Researchers have discovered a new method to "hijack" AI-powered voice and audio tools using imperceptible sounds embedded in audio. This technique, called AudioHijack, has an average success rate of 79-96% against 13 leading open models, including commercial services from Microsoft and Mistral. The researchers created modified audio clips that can manipulate a model's behavior without the user's knowledge, forcing it to execute unauthorized commands such as downloading files or sending emails containing user data.

The team tested their approach by targeting generative models capable of producing responses and taking actions. They used an optimization algorithm to repeatedly tweak an audio clip until the model did what the attacker wanted, a process that can be done in just half an hour. The researchers were able to coax models into conducting sensitive web searches, downloading files from attacker-controlled sources, and sending emails containing user data.

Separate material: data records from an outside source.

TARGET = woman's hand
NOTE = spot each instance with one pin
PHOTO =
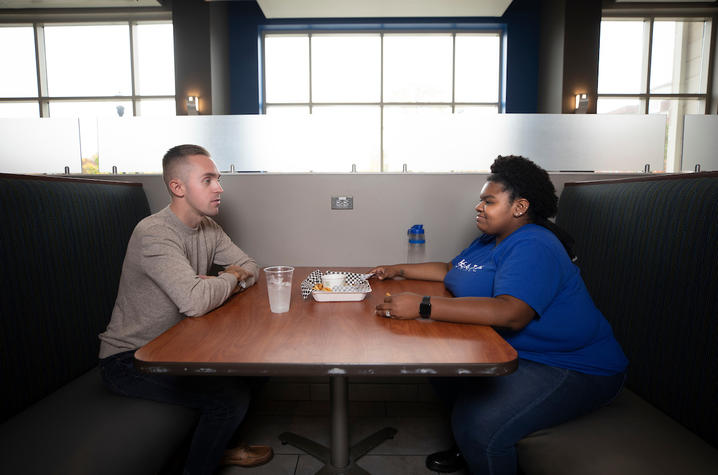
(386, 272)
(404, 306)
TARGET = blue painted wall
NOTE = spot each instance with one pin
(521, 21)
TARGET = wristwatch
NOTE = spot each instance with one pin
(425, 307)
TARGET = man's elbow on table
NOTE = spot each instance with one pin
(206, 295)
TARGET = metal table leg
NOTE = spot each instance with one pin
(340, 459)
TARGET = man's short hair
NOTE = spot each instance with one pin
(175, 157)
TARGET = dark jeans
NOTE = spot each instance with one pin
(490, 415)
(221, 402)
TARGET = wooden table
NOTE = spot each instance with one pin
(335, 339)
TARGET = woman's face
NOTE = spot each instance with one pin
(497, 214)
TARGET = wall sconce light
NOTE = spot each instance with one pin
(581, 103)
(192, 105)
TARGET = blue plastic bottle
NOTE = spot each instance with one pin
(417, 244)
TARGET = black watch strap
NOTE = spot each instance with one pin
(425, 307)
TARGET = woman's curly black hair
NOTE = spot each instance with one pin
(522, 178)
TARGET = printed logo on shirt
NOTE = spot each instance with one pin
(463, 265)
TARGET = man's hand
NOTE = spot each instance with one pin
(240, 273)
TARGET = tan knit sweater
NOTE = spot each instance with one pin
(160, 281)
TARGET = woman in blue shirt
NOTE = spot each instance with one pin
(519, 278)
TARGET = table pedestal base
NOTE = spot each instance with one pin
(340, 459)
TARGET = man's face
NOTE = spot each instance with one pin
(200, 178)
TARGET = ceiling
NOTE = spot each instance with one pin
(311, 8)
(381, 8)
(78, 3)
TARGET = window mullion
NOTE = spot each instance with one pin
(381, 103)
(453, 72)
(310, 72)
(647, 64)
(134, 72)
(41, 67)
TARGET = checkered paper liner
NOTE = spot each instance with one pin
(354, 283)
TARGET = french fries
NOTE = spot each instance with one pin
(322, 287)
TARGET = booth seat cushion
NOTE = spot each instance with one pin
(83, 428)
(627, 437)
(62, 244)
(648, 252)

The study's lead author says that the technique exploits a critical security flaw in large audio-language models (LALMs) design: the ability to receive instructions in audio format can be used to hide malicious instructions. The researchers also demonstrated the ability to inject their malicious audio into a live voice chat with an AI in real-time.

The study's findings have significant implications for the security of AI-powered voice and audio tools, which are increasingly being integrated into our daily lives. The researchers note that common defenses such as providing models with examples of malicious instructions or asking them to reflect on whether their response matched the user's intent were ineffective against AudioHijack attacks.